Donc, comme je l’ai dit, ça a commencé aux Presses de la Cité, fin 1968. Parce que, outre le jazz, je faisais une chronique de polars au Nouvel Observateur. Puis j’ai eu ces ennuis avec Nielsen. J’ai quitté les Presses en me disant que j’allais arrêter l’édition et simplement continuer à faire du journalisme. Toutefois, à l’automne 1970, lors d’un dîner, j’ai rencontré un homme qui travaillait au Livre de Poche avec Bernard de Fallois. C’était avant la rupture entre Gallimard et Hachette pour le Poche, et une collection « Poche Noire » publiait les « série noire » de Gallimard. Et c’est comme ça que je suis devenu le conseiller de Bernard de Fallois au Livre de Poche. Presqu’exclusivement pour les polars. J’ai fait rééditer par exemple Mickey Spillane — le créateur de Mike Hammer, un vrai bonheur. Et c’était une grande chance de travailler avec Fallois, un homme si charismatique. Je me disais que s’il avait été avocat, il aurait enfoncé tout le monde. Parallèlement, j’ai terminé mon droit et j’ai travaillé avec Georges Kiejman. Le métier d’avocat était fait pour moi, parce que je suis maladivement indépendant.

Mais le métier d’éditeur aussi était fait pour vous. Pour beaucoup de lecteurs le label « publié sous la direction de Jean-Claude Zylberstein » est un gage de qualité.

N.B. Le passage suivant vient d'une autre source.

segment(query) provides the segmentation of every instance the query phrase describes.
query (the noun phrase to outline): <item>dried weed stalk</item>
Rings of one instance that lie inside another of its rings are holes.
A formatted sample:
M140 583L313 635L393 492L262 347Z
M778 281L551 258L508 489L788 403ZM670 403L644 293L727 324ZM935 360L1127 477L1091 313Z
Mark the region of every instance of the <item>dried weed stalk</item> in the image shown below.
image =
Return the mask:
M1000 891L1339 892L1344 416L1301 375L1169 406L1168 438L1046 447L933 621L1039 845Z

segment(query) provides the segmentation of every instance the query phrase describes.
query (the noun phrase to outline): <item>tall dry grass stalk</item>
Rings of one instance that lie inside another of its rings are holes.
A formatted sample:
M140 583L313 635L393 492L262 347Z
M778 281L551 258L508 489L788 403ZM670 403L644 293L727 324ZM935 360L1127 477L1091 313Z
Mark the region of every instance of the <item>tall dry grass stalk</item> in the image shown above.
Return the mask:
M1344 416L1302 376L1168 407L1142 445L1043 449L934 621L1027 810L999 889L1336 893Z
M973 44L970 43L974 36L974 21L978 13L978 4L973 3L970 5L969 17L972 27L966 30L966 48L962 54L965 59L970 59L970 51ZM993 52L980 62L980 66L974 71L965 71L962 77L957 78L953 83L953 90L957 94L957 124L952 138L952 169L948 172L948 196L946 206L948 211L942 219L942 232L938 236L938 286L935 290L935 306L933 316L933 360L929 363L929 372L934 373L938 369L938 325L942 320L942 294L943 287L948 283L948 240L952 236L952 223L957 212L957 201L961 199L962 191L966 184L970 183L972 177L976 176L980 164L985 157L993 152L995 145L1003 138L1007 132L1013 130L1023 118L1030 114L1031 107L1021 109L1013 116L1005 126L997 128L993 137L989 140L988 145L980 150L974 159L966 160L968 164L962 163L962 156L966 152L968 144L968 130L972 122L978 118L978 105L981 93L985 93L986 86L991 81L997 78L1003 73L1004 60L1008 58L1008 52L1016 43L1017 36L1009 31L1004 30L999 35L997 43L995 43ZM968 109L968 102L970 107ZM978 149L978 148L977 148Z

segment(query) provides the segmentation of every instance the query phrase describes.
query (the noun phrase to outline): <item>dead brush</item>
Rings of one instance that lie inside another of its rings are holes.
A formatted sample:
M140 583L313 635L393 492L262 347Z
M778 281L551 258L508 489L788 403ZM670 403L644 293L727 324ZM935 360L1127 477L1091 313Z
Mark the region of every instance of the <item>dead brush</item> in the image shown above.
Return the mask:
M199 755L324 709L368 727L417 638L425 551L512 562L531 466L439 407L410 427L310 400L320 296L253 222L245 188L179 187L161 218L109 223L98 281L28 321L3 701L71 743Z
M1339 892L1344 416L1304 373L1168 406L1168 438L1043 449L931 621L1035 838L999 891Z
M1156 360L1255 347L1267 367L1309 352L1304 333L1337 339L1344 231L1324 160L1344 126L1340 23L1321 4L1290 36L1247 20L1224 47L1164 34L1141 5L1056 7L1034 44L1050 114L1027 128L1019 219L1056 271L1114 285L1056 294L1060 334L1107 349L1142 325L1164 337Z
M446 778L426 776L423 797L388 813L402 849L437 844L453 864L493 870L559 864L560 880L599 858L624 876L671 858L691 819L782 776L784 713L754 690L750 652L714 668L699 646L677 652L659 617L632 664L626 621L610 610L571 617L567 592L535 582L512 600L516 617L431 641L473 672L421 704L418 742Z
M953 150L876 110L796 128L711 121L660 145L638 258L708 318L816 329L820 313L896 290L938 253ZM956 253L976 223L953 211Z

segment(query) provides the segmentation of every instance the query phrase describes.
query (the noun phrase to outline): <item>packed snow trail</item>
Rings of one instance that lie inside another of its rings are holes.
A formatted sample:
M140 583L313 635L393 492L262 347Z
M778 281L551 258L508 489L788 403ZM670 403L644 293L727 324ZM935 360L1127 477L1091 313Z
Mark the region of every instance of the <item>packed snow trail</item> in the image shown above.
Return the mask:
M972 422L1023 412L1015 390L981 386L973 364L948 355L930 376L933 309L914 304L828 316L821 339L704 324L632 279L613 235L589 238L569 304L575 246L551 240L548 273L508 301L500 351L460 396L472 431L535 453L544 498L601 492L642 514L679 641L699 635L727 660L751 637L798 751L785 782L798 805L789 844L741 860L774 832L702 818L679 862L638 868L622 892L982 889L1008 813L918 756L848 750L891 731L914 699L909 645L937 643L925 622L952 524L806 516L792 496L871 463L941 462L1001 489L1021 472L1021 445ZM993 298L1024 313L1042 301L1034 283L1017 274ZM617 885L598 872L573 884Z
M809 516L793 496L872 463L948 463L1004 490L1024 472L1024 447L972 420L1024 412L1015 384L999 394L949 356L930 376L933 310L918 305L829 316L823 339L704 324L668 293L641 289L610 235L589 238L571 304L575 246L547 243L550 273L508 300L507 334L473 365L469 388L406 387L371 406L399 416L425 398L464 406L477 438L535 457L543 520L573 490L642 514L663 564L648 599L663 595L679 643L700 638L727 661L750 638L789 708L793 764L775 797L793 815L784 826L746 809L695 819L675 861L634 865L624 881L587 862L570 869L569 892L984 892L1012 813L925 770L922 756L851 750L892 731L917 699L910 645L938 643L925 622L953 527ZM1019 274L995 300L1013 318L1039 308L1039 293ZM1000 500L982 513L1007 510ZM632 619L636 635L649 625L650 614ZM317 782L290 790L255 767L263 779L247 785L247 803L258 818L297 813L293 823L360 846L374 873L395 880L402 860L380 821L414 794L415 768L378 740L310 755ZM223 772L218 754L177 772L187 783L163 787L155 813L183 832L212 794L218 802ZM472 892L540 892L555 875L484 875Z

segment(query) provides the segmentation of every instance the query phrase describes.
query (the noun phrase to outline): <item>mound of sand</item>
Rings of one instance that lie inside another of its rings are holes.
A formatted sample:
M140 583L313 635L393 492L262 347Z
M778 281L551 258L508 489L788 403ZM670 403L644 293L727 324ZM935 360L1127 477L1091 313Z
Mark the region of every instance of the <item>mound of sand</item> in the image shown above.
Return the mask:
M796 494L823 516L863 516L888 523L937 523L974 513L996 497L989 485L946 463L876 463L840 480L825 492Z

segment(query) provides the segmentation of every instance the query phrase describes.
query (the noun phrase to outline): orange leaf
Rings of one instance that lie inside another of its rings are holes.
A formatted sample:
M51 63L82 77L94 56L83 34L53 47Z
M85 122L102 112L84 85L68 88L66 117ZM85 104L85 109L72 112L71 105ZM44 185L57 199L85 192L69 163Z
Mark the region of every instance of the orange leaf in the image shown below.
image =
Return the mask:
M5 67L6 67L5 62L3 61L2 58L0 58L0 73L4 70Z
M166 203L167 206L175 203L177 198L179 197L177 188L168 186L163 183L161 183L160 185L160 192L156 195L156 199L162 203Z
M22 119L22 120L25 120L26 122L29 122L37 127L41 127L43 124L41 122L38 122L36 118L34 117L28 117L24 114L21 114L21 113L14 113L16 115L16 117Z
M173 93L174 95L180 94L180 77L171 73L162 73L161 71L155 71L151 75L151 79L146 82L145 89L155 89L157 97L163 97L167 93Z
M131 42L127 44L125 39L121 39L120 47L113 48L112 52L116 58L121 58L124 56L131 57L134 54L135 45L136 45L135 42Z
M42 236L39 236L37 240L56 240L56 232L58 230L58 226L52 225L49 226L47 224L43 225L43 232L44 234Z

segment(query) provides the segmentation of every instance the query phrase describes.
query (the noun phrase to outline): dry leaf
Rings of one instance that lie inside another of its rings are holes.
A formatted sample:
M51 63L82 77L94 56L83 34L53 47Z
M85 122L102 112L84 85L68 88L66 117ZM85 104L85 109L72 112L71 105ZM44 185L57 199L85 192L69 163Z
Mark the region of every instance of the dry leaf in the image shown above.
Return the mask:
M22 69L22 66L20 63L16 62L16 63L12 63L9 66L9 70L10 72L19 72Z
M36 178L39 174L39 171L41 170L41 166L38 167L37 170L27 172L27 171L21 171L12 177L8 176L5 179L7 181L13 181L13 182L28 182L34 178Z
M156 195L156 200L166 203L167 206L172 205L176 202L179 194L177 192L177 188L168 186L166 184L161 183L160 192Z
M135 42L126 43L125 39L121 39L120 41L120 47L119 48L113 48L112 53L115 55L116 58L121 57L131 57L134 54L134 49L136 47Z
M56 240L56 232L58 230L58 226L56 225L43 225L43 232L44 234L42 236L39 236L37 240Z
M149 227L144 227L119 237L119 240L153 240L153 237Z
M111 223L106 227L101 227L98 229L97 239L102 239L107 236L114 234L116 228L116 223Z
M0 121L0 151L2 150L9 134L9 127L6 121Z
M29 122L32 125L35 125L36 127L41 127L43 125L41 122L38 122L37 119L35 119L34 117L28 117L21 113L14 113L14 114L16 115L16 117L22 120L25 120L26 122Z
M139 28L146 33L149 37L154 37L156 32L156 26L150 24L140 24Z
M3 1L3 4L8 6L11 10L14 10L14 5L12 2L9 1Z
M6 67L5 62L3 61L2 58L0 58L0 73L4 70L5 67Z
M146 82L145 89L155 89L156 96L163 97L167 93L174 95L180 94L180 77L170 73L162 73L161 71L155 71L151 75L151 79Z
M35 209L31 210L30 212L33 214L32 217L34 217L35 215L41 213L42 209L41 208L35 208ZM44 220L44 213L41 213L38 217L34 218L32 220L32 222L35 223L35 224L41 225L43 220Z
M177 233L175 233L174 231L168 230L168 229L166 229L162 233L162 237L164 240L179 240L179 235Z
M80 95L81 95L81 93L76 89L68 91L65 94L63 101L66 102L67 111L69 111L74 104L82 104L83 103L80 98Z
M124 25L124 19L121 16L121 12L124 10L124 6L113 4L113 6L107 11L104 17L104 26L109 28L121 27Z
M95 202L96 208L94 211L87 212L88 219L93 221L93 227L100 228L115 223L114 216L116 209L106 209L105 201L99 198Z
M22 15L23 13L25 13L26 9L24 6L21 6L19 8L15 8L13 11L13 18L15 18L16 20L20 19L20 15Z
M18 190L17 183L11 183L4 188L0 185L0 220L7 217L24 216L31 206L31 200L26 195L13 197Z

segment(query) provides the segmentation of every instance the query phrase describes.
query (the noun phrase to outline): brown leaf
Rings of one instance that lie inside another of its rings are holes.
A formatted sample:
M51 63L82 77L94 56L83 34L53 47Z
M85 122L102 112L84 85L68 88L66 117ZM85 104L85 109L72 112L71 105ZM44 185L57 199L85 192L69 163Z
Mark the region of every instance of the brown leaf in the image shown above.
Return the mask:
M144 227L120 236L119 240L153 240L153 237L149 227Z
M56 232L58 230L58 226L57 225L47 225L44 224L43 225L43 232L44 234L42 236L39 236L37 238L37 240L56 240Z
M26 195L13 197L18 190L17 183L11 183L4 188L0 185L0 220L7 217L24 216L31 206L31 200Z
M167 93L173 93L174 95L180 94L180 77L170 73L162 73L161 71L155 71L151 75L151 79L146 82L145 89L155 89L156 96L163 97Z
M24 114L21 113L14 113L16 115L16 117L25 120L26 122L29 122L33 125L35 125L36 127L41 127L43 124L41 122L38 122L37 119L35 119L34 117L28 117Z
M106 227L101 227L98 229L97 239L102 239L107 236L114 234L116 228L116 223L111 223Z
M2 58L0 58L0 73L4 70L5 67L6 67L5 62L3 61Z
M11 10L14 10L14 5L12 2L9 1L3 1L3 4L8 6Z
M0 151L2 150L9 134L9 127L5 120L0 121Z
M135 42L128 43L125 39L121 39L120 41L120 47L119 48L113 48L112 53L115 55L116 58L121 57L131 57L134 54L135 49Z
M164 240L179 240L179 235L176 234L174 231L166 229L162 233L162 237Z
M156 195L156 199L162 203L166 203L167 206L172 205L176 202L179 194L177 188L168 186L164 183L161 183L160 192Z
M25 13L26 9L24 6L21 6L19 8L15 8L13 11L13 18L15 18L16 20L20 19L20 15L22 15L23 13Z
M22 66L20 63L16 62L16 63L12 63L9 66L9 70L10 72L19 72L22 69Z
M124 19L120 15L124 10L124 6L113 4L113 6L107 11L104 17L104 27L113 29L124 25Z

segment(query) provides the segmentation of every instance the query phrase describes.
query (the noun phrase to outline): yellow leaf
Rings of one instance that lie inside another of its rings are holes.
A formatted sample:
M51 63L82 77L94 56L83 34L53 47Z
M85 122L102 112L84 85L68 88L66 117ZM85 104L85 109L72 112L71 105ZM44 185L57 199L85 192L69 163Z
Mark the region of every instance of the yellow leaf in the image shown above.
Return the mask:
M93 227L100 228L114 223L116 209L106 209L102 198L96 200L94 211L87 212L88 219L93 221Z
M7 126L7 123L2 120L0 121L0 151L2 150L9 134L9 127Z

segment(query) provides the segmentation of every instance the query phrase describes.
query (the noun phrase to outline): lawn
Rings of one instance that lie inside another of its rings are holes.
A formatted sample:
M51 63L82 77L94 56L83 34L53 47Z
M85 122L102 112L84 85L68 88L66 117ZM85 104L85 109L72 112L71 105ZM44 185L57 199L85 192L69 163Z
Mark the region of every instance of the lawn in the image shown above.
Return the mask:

Jusqu’en 1975 je travaille pour Hachette. Mais Bernard de Fallois quitte Hachette pour Les Presses de la Cité, je pensais donc que c’en était fini pour moi. Mais Nielsen ayant dit qu’il y avait eu seulement un malentendu entre nous, je suis entré au comité de lecture de Julliard et je me suis occupé jusqu’en 1980 de littérature étrangère. J’ai notamment fait publier Joan Didion, des livres de Primo Levi qui n’avaient jamais été traduits. J’ai fait retraduire Si c’est un homme, publié en français à la fin des années 1940 et dont Primo Levi avait obtenu qu’il soit pilonné tant la traduction était mauvaise. En 1980, le collectionneur que je suis a constaté, en consultant le catalogue du Livre de Poche, que pas mal d’auteurs, comme les grands raconteurs d’histoires anglo-saxons, avaient disparu : Forster, Rosamond Lehmann, certains titres de Graham Greene. Je voulais les republier. Fallois trouvait mon projet un peu « élitiste », donc j’ai pensé à aller chez Christian Bourgois, dont la maison faisait partie du groupe des Presses et qui s’occupait aussi des poches 10/18. J’ai créé « Domaine étranger », puis trois ans plus tard « Grands détectives ». Je suis resté chez 10/18 jusqu’en 2010. Mais quand je leur ai proposé une collection d’histoire, ça ne les a pas intéressés. Je suis donc allé chez Taillandier en 2007, tout en restant à 10/18 et j’ai créé la collection « Texto ». J’ai quitté Tallandier en 2018. Mais dès 2009 j’avais créé aux Belles Lettres « Le goût des idées ». J’y ai désormais deux autres collections, « Domaine étranger » et « Le goût de l’histoire ».

Quel est le dernier livre publié ?

La Révolte de Madame de Merteuil, des textes de Dominique Aury, dans « Le goût des idées ».

À LIRE : De Jean-Claude Zylberstein, Souvenirs d’un chasseur de trésors littéraires, Allary Éditions, 2018. De Dominique Aury, La Révolte de Madame de Merteuil et autres chroniques, Coll. “Le goût des idées”, Les belles Lettres, 2020.